Hortensius cupped his hands. 'Officers! To me!'
'Not much light left,' Cato muttered, gazing anxiously at the sky.
Macro nodded but kept his eyes on the thick line of enemy warriors barring the track ahead where it passed through a narrow vale. Unusually for the Britons, these men stood still and silent, heavy infantry drawn up in the centre, light infantry to each side and a small force of chariots on each flank. Well over a thousand men, he estimated. Set against the four hundred and fifty effectives of the Fourth Cohort the odds did not look good. The cavalry squadron was no longer with them; Hortensius had ordered them to slip round the enemy and make best speed to the legion's headquarters and beg the legate to send out a relief column. The legion was nearly twenty miles distant but the scouts should reach them during the night, if all went well.
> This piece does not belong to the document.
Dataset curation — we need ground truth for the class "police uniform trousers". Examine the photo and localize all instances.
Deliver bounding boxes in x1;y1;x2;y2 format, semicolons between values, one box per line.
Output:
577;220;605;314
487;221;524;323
The cohort had another problem as it stood to in a hollow box astride the track. In the centre, ringed by half a century of nervous legionaries, squatted the prisoners taken at the settlement. They were excited, and craned their necks for sight of their comrades, whispering urgently to one another until a harsh shout and a brutal blow of a shield stilled their tongues. But it was like damming an irresistible current and as soon as one section was silenced, the whispering flowed elsewhere.
'Optio!' Hortensius shouted to the officer in charge of the prisoners. 'Get 'em to shut their fucking mouths! Kill the next Briton who opens his trap.'
'Yes, sir!' The optio turned back to the prisoners and drew his sword, daring them to utter a sound. His posture was eloquent enough and the natives shrank back in sullen silence.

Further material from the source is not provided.